Hacker News new | ask | show | jobs
by Shamanmuni 4157 days ago
If you read "What the Dormouse Said" by John Markoff you could reach the conclusion that a fellowship of LSD-fueled Übermenschen existed during the 60's and 70's and we had the personal computer revolution as a result. And no, I'm not talking just about Steve Jobs and Apple, there were many people involved with the nascent computer industry who turned on, tuned in and dropped out at that time.
2 comments

It's an interesting book. I think the author is too uncritical and not very good at providing the nuances of the ground reality. I do agree with at least a presupposition of the book, which is that the experimental mindset of the time allowed the personal computer industry to come into being.

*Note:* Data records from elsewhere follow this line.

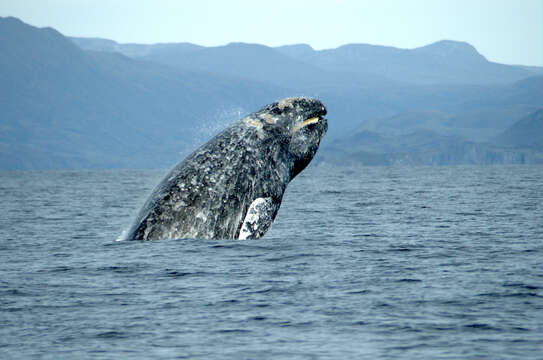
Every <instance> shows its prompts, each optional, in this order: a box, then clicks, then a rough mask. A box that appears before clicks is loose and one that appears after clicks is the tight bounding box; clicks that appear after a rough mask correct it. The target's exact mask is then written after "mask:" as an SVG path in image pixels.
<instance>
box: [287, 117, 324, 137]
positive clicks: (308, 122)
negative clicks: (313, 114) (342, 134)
mask: <svg viewBox="0 0 543 360" xmlns="http://www.w3.org/2000/svg"><path fill="white" fill-rule="evenodd" d="M321 119H322V118H321V117H320V116H314V117H311V118H309V119H307V120H304V121H303V122H301V123H300V124H298V125H296V126H295V127H294V128H292V130H291V131H290V134H291V135H294V133H296V132H297V131H298V130H300V129H302V128H304V127H306V126H307V125H311V124H316V123H318V122H319V121H320V120H321Z"/></svg>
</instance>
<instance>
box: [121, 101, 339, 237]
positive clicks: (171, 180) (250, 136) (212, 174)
mask: <svg viewBox="0 0 543 360" xmlns="http://www.w3.org/2000/svg"><path fill="white" fill-rule="evenodd" d="M325 115H326V108H325V106H324V105H323V104H322V103H321V102H320V101H319V100H316V99H312V98H307V97H295V98H287V99H283V100H281V101H278V102H275V103H273V104H270V105H267V106H265V107H264V108H262V109H261V110H259V111H257V112H254V113H252V114H250V115H248V116H246V117H245V118H243V119H241V120H238V121H237V122H235V123H234V124H233V125H231V126H230V127H228V128H226V129H225V130H223V131H222V132H221V133H219V134H218V135H216V136H215V137H214V138H212V139H211V140H209V141H208V142H207V143H206V144H204V145H203V146H201V147H200V148H198V149H197V150H196V151H194V152H193V153H192V154H190V155H189V156H187V157H186V158H185V159H184V160H182V161H181V162H180V163H179V164H177V165H176V166H175V167H174V168H173V169H172V170H171V171H170V172H169V174H168V175H167V176H166V177H165V178H164V179H163V180H162V181H161V182H160V184H159V185H158V186H157V187H156V188H155V190H154V191H153V193H152V194H151V196H150V197H149V199H148V200H147V202H146V203H145V205H144V206H143V208H142V209H141V211H140V213H139V215H138V216H137V217H136V220H135V222H134V224H133V225H132V227H131V228H130V230H129V231H128V234H127V237H126V238H127V239H134V240H157V239H177V238H202V239H250V238H260V237H261V236H263V235H264V234H265V233H266V231H267V230H268V229H269V228H270V226H271V224H272V222H273V220H274V219H275V216H276V215H277V212H278V210H279V207H280V206H281V200H282V198H283V194H284V192H285V190H286V188H287V185H288V183H289V182H290V181H291V180H292V179H293V178H294V177H295V176H296V175H298V174H299V173H300V172H301V171H302V170H303V169H304V168H305V167H306V166H307V165H308V164H309V162H310V161H311V159H313V157H314V156H315V153H316V152H317V149H318V147H319V144H320V141H321V139H322V137H323V136H324V134H325V133H326V130H327V128H328V123H327V120H326V119H325V118H324V116H325Z"/></svg>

It is absolutely vital to remember that the corporate computer industry (E.g., IBM, DEC, even the LispMs) were (i) alive (ii) vital, and (iii) doing things that were not to be replicated in PCs until the late 90s & early 2000s. So it'd be a bit interesting to consider the counterfactual "what if no Jobs hasn't been the marketer he was? what if Gates hadn't hustled the way he did?"

Unless you can link other eras of technological advance to LSD use this seems like a poor argument.
The article mentions Kary Mullis' use of LSD helped him develop the polymerase chain reaction, which revolutionized genetics and for which he won a Nobel Prize.

But I suspect from your tone that I could give a thousand examples and you wouldn't change your mind. C'est la vie.

One of the very early Cisco employees stated they made breakthroughs in developing routing tech specificAlly due to lsd.